In the case of Comer's e-mail controversy, it was Lizzette Reynolds, the agency's deputy commissioner for statewide policy and programs and a former U.S. Education Department employee, who appeared to have raised the first alarm.
Reynolds came to the agency in January and was put in charge of the curriculum division in September. She could not be reached for comment Wednesday.
About an hour and a half after Comer's e-mail was sent, Reynolds, who was also an adviser to George W. Bush while he was governor of Texas, forwarded it to her superiors, calling it "an offense that calls for termination."
Ratcliffe said Comer's position has not been filled or even posted.
In an early November memorandum, the forwarded e-mail was one of several reasons for which agency officials said Comer should be terminated.
Comer was also cited for comments she was said to have made in October about a lack of leadership at the agency.
She was further cited for not obtaining approval to attend an October meeting in Austin on a new online training program for teachers and for not getting approval to make a presentation to the Texas Science Educational Leadership Association in August that included information about the upcoming education board review of science curriculum standards.
Board Chairman Don McLeroy said that he does expect evolution to be a hot topic during the upcoming review and that neither he nor anyone else on the board had anything to do with Comer's resignation.
"As far as I'm concerned, (agency employees) can say what they want," McLeroy said. "They've got freedom of speech."
Currently, evolution is spelled out as a concept that should be taught in Texas science class; creationism and intelligent design are not.
Proponents of intelligent design say that evolution is an incomplete and unverified theory and that good science mandates students study its scientific criticisms and disputes.
Most scientists, however, say that the theory of evolution has been thoroughly tested and modified when necessary using sound scientific principals and that intelligent design is nothing more than a repackaged form of creationism that cannot be tested scientifically.
The American Psychological Association, among many science groups across the country, has refuted the claim that intelligent design is science at all.
In its 2007 Resolution on the Teaching of Intelligent Design, the group said, "Proponents of intelligent design present ID theory as a viable alternative scientific explanation for the origins and diversity of life.
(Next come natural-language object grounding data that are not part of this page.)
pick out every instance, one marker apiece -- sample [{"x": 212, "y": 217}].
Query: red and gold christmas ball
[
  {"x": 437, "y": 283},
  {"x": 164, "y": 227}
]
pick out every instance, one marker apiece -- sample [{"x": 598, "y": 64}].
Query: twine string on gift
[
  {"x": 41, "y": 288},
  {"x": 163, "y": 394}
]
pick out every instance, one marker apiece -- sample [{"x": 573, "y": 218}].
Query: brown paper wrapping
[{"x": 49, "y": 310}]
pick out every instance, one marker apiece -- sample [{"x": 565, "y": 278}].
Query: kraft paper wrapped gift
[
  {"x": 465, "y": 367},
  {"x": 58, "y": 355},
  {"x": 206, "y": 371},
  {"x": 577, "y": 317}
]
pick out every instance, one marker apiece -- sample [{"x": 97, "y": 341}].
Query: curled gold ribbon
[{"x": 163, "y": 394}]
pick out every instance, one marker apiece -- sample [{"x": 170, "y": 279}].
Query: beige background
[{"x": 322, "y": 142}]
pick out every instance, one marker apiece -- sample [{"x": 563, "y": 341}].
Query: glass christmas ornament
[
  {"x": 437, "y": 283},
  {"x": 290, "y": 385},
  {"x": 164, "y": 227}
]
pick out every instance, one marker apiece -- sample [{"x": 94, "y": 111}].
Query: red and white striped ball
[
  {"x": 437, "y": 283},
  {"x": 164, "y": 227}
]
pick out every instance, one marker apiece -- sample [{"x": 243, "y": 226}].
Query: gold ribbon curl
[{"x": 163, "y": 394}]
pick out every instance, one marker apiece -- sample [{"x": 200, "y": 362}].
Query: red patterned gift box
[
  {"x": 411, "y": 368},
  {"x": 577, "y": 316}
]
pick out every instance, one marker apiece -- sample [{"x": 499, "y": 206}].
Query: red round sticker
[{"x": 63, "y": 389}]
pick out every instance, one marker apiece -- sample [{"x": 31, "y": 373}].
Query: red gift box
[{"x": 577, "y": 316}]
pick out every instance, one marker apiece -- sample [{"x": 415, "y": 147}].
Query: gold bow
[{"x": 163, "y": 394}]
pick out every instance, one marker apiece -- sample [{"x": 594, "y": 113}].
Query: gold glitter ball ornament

However, ID has not withstood the scrutiny of scientific peer review of its empirical, conceptual, or epistemological bases and thus is not properly regarded as a scientific theory."
In its deliberations on what Texas students should be taught about science, the education board will hear public testimony and receive recommendations from educators before voting on curriculum standards for all public schools in the state.
McLeroy said that although he is a creationist, he doesn't necessarily think creationism should be taught in schools. He said he supports current curriculum standards that say students should "analyze, review and critique scientific explanations, including hypotheses and theories, as to their strengths and weaknesses."
McLeroy said he would support changes that further spell out what evolution's strengths and weaknesses are.
Steven Schafersman, president of Texas Citizens for Science , said he plans to fight to get the "strengths and weaknesses" language removed from the state's curriculum standards.